Hallo zusammen,
Maria, New Mexico passt ja schön zum aktuellen Wetter hier!

Mein Aufenthaltsort stellenweise auch. Kalimpong in Indien. Aber es zieht mich auch oft nach New York, denn der Sohn (Biju) des Kochs von Richter Jemu Patel, ist nach New York gegangen. Dort ist es in den Sommertagen natürlich auch unerträglich heiß. Aber Biju hat auch schon einen eiskalten Winter dort verbracht. Er musste für ein chinesisches Restaurant Essen ausfahren. Mit dem Fahrrad. Er hat geweint vor Kälte. Und auch der Versuch sich mit der auszuliefernden Ware zu wärmen, reichte nicht aus.
Zur Zeit ist in Kalimpong Monsun-Zeit. Im undichten Steinhaus des Richters sprießt nun alles in den schillerndsten Farben. Aber so bunt und fröhlich sich das anhört, so deprimierend ist es: Denn was da sprießt ist der Schimmel, der sich auf alles setzt. Und rote (Stock-)Flecken, auf der Kleidung.

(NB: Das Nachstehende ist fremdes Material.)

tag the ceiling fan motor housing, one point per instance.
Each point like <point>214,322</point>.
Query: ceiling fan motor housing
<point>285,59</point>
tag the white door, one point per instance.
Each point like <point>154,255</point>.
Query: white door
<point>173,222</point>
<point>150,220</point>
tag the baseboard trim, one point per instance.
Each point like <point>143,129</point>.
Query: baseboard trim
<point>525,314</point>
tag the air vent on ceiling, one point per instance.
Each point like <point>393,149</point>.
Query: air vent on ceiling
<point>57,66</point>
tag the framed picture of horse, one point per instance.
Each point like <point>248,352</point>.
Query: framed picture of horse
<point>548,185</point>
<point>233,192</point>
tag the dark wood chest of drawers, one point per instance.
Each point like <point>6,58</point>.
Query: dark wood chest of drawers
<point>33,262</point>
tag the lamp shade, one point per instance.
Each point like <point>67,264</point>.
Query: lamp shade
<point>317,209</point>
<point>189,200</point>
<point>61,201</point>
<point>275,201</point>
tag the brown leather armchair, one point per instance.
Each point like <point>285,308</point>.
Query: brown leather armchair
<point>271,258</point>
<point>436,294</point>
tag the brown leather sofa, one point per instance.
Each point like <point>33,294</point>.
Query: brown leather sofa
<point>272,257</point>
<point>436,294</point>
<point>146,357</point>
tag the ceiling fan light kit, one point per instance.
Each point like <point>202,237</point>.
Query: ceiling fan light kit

Und auch Biju, der es in die USA geschafft hat, worum ihn in Indien alle beneiden, ist zu bedauern. Diese andere Welt ist mindesten genauso schlimm zu ertragen, wie die Armut in seinem heimischen Dorf. Denn all der Reichtum und all die Anerkennung sind den Reichen vorbehalten. Und keinesfalls Einwanderern wie ihm. Zumal noch illegalen Einwanderern. Biju ist ein Niemand! Und das wird ihm täglich vor Augen geführt - und mir als Leser gleich mit!
Ein gewaltiges Buch, das von Ungeheuerlichkeiten erzählt, die für viele Menschen ganz bittere Wahrheiten sind! So langsam bekommt man beim Lesen eine Gänsehaut!
Dennoch schaffen es Sai (des Richters Enkelin), der Richter (mit seinen Erinnerungen an seine jungen Jahre), der Koch (der so stolz auf seinen Sohn in den USA ist und mit ihm so liebenswert angibt), Biju (der so gern zurück nach Indien will, aber ohne eine Green Card gar nicht wieder ausreisen kann) und Mutt (der Hund des Richters), mir eine wunderschöne, liebenswerte Zeit mit ihnen zu verschaffen. Sie haben sich mir sehr vertraut gemacht. Ich kann ihre Sorgen und Nöte und ihre Hoffnungen so gut verstehen. Und habe gerne Teil an ihrem Leben. Auch wenn es manchmal kaum zu ertragen ist. Aber Selbstmitleid kennen sie nicht - denn für sie ist das Normalzustand! Für den Leser aber keinesfalls!
Beeindruckend, wie die Autorin es schafft, den Leser auf diese Reise zuschicken, ihn am Leben der Menschen in Kalimpong und (in Bijus Fall) in New York und in England (da hat der Richter studiert) teilhaben zu lassen. Alles mit den Augen der dort einheimischen Menschen zu sehen, aber gleichzeitig auch einen eigenen Blick darauf zu werfen, gemessen an unseren eigenen Maßstäben, von dem, was im Leben erträglich ist und was zu weit führt (zu weit führen sollte!). Sehr intensiv!
Ich bin gespannt, wohin diese Reise mich noch führt. Die Gefühlsskala wird ausgereizt: Beschämung wechselt sich mit Mitleid und Ungläubigkeit.